The Poetree project has been germinating in McVicker’s head for many years, she said. In one of her poetry workshops with homeschooled students, she used a prompt to incorporate a tree into the poem. Later, one of McVicker’s visual-arts friends asked if the students used literal trees. McVicker laughed but the idea stuck. 

McVicker was also due to plant a tree. One of her friends living in Switzerland gave her 20 Swiss francs to plant a tree in the United States. The combination of ideas led McVicker to Poetrees.

“I’m not Johnny Appleseed. I’m not going to go around sticking seeds and saplings in the ground by myself,” McVicker said. “But I think it’s a great way to bring people together, if we get together and plant something together, and trees are so important.”

McVicker also said she hopes to expand the radio show “Poetry Conversation” at WOUB, which she co hosts. On the show, local poets, teachers and visiting poets are interviewed. McVicker is holding out hope that the show will be sound archived, potentially on WOUB’s website or as a podcast. The show currently runs Fridays at 9 a.m. in the “Conversations from Studio B” slot.

McVicker began writing poetry after spending about seven years living in Switzerland with her husband after college. She learned to speak French fluently, but realized she would never know French as well as English.

“I always say that poetry was my way of making love to the English language,” McVicker said. 

When her husband John was offered a job at Ohio University in the ’80s, Wendy ended up in Athens. She describes herself as a trailing wife.

“A lot of smart, energetic, creative women in those days, and this was in the ’80s, (ended) up in Athens because their husbands got jobs at the university,” said McVicker. “There’s not a huge job pool. They tend to create their own careers, lives, jobs with their own energy and smarts and creativity.”

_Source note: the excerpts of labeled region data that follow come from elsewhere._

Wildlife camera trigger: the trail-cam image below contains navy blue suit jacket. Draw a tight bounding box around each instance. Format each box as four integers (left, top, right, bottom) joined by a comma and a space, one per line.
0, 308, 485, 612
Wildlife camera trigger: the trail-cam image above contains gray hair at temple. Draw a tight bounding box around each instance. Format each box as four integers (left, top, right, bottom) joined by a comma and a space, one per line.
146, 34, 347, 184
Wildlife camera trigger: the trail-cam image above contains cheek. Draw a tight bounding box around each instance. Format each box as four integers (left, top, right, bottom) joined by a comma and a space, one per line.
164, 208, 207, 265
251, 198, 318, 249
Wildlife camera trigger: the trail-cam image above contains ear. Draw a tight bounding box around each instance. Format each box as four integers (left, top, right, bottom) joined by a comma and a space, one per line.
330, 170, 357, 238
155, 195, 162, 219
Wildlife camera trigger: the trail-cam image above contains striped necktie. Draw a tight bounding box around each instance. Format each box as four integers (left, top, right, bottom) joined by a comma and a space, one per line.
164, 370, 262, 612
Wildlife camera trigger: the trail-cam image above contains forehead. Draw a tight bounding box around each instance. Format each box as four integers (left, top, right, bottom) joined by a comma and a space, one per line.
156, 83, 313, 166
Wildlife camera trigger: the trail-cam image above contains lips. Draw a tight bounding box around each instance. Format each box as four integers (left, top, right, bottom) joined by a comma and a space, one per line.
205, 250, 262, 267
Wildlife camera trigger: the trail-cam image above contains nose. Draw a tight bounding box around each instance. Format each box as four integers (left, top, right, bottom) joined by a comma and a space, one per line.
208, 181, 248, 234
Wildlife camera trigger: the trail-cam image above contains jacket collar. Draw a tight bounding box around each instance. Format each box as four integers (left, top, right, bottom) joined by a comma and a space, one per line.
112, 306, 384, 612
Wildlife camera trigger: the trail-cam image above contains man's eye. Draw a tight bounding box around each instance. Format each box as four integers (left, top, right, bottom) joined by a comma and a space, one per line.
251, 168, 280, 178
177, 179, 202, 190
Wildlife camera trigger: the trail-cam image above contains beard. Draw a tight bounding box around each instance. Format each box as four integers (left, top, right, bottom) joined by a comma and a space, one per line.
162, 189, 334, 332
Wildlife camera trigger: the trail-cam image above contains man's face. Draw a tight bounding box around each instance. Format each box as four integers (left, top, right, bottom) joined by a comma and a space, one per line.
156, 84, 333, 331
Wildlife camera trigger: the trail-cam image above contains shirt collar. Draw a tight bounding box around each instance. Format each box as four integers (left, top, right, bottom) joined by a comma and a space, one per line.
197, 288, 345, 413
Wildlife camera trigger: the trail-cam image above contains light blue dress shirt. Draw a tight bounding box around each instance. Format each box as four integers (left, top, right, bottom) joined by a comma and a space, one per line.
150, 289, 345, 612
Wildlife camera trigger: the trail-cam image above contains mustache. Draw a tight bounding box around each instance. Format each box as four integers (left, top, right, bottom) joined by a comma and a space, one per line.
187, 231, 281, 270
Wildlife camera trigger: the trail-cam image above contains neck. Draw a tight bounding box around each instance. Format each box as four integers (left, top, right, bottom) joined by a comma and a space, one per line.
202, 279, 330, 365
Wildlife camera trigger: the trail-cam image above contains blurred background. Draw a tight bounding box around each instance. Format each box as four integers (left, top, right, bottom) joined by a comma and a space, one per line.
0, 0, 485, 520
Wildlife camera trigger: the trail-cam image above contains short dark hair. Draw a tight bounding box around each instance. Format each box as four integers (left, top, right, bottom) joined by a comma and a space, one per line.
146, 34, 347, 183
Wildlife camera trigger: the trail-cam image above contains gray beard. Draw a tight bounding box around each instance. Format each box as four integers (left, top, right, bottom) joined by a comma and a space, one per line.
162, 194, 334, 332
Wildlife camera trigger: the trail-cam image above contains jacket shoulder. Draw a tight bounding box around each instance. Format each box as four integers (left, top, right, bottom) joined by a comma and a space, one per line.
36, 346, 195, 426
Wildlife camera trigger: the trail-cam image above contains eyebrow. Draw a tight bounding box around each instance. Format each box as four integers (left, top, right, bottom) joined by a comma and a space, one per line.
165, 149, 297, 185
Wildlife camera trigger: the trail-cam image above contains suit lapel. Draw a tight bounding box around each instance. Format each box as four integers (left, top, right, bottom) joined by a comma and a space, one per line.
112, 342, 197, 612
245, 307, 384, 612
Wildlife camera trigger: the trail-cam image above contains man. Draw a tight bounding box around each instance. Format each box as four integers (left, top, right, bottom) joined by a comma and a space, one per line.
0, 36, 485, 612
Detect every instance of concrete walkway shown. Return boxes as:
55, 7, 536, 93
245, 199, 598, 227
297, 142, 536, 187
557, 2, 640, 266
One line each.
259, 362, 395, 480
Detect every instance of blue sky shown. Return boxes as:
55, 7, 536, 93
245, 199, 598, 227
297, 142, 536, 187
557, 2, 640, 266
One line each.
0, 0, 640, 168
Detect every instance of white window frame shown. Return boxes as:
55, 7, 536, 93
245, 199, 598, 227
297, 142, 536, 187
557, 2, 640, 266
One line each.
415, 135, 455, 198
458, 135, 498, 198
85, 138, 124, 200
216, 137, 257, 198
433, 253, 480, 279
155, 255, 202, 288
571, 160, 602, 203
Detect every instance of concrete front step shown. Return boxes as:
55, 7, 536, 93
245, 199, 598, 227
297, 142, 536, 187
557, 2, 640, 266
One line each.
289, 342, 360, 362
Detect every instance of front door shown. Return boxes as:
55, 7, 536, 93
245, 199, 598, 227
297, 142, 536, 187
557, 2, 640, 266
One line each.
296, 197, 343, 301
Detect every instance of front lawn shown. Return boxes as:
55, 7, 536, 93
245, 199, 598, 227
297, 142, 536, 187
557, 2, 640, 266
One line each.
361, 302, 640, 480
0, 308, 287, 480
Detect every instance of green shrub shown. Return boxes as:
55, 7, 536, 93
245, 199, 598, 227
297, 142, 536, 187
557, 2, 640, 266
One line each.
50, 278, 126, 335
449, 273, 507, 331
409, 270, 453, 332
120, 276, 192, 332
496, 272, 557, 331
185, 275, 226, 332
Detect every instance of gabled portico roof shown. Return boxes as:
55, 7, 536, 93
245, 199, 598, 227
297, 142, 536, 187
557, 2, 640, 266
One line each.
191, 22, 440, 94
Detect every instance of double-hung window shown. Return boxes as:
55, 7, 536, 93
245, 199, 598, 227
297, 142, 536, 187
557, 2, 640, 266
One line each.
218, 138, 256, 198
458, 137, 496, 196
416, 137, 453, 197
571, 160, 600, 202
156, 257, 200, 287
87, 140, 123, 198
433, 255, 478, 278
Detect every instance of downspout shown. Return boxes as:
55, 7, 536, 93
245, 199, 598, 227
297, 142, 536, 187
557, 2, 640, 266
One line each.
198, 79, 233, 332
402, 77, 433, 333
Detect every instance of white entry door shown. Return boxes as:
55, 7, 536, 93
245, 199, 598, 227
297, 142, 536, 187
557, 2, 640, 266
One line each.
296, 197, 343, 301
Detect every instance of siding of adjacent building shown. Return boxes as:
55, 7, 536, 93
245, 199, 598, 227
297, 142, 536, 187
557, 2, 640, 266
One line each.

From McVicker’s perspective, the Athens arts community has expanded over the years, especially to include young people. She cited examples of arts summer camps at the Dairy Barn Arts Center and Stuart’s Opera House in Nelsonville. McVicker also said she witnessed increased communication between Athens and OU, which resulted in more poetry events independent of the university.

McVicker said she strongly believes “poetry has something for everybody and poetry is for everybody.” She has noticed that it’s especially important for youth and young adults. 

“My experience is that teenagers need to write poetry, whether they know it or not,” McVicker said. “I think we all do, to some extent, because it’s a different language than the language we learn in school. And we all have things that we need to express that we can’t express necessarily in the language of mathematics or discursive reporting writing or analytical writing.”

McVicker said she’s planning to have a meet and greet at Arts West, located at 132 W. State St., in the coming weeks.